Dear Vincent,
I have made a terrible mistake sharing an office with an urban designer.
He is deeply unwell.
He sniffs an absurd amount of toner ink and insists that buildings must “whisper their purpose to the soil.”
I asked him what this meant.
He stared at me for a full minute, whispered something to a potted plant, and walked away.
Tensions escalated yesterday when I referred to sidewalks as ‘sidewalks’ and he shrieked, “They are permeable pedestrian corridors!”
In a fit of rage, he ripped my professional license off the wall and replaced it with a framed sketch of a bus stop floating in the ocean.
In a rare moment of unity, we agreed to take our work outside, into nature.
He claimed it would help us “co-design with the elements.” I agreed, mostly because my office now smells like toner and self-righteousness.
For a brief, fleeting moment, everything seemed fine.
He sketched an eco-conscious, zero-carbon village, and I worked on a functional building with four walls and a roof. It was almost peaceful.
Then the wind picked up.
It ripped our blueprints out of our hands and sent them swirling into the sky.

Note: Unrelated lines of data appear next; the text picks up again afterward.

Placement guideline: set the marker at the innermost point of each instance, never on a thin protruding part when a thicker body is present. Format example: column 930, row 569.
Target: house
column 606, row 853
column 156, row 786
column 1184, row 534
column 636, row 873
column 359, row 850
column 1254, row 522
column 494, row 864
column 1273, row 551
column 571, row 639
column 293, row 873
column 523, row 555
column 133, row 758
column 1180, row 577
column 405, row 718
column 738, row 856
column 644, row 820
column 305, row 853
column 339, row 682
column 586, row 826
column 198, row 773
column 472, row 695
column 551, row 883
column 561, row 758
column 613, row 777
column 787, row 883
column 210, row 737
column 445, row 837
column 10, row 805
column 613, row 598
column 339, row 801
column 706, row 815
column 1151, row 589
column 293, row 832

The urban designer immediately dropped to his knees and yelled, “The plans are free now!” before running after them, headbutting a city official in the process.
Meanwhile, the wind also lifted the hat off an investor’s head.
He lunged for it, tripped over a compost bin, and landed face-first in a model of a public plaza.
The urban designer took this as a spiritual sign that we should remove all cars from the project.
At that precise moment, a journalist appeared, took one look at the disaster, and declared it “a bold, avant-garde rejection of capitalist urbanism.”
A flash mob formed, applauded, and demanded a TED Talk.
The result, Vincent, is that I am now being sued for negligence, reckless landscaping, and the unauthorized removal of a parking lane.